Il Silenzio (Franco Sbaragli)
Se vuoi, ascoltami,
io sono il Silenzio.
Esistevo ancor prima del caos e sono rimasto dovunque.
La mia voce sale nella notte dei tempi attraverso ogni cosa:
dalla confusione dei pensieri, alla geometria delle forme.
Tutto in me nasce, vive e ritorna:
sono nel primo vagito e nell’ultimo respiro,
come la fiamma nel sole o il cristallo nel ghiaccio.

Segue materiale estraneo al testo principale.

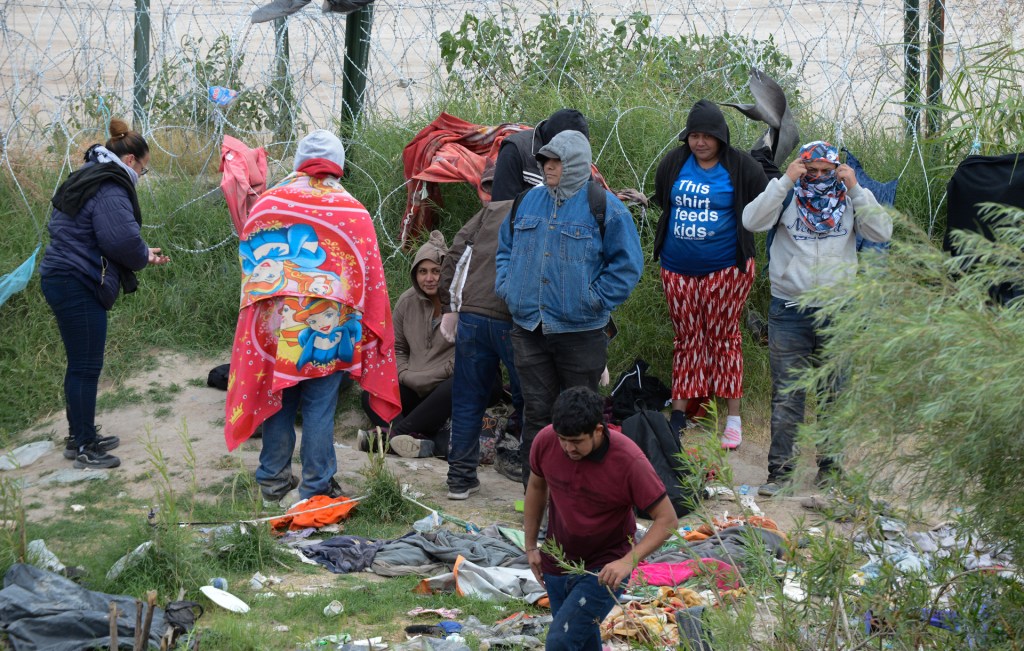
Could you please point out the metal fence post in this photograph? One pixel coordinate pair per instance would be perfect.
(283, 82)
(357, 26)
(141, 81)
(911, 63)
(936, 43)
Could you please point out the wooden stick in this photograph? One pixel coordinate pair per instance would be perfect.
(151, 600)
(114, 624)
(136, 645)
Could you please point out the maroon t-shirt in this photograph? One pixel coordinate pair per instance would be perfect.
(591, 502)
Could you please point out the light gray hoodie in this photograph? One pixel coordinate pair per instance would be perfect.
(801, 259)
(572, 148)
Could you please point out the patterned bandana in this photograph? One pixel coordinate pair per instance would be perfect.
(820, 199)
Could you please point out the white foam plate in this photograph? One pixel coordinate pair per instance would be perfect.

Coloro che hanno voluto udirmi, appresero da me l’Arte Reale
e la chiusero in muti libri di pietra.
Ascoltami, ascoltami sempre, perché ti parlo.
Non sia però la tua voce, a chiedere, ma la tua mente ed il tuo cuore.
Allora, ti risponderò con il canto dell’allodola al primo chiarore dell’alba,
con il riso ed il pianto di ogni creatura, con il respiro incessante della risacca.
La mia voce nasce dalla brezza del mare, sale nel vento torrido del deserto,
urla con la neve nella tormenta e si spezza d’un tratto.
Singhiozza e svanisce, come le tue passioni:
come il colpo del maglio, che vibra nell’aria fino a confondersi nel fruscio d’ala del falco.
Ti vedo vagare per i sentieri del mondo, dall’inizio dei tuoi giorni,
lo sguardo assetato che fruga ogni cosa, le mani sudate d’ansia,
la mente confusa dal cuore in tumulto.
Cerchi la verità, ma sei uno straniero; anche nella tua casa.
Ogni cosa ti sfugge, come acqua tra le dita e le tue labbra hanno sempre più sete.
Cerchi l’armonia nel frastuono della festa, nel tintinnio dei metalli,
nelle dolci forme della giovane meretrice;
poi ti sento piangere, insieme allo schiocco della vela,
che trascina lontano la tua nave, sul mare cupo delle tue illusioni.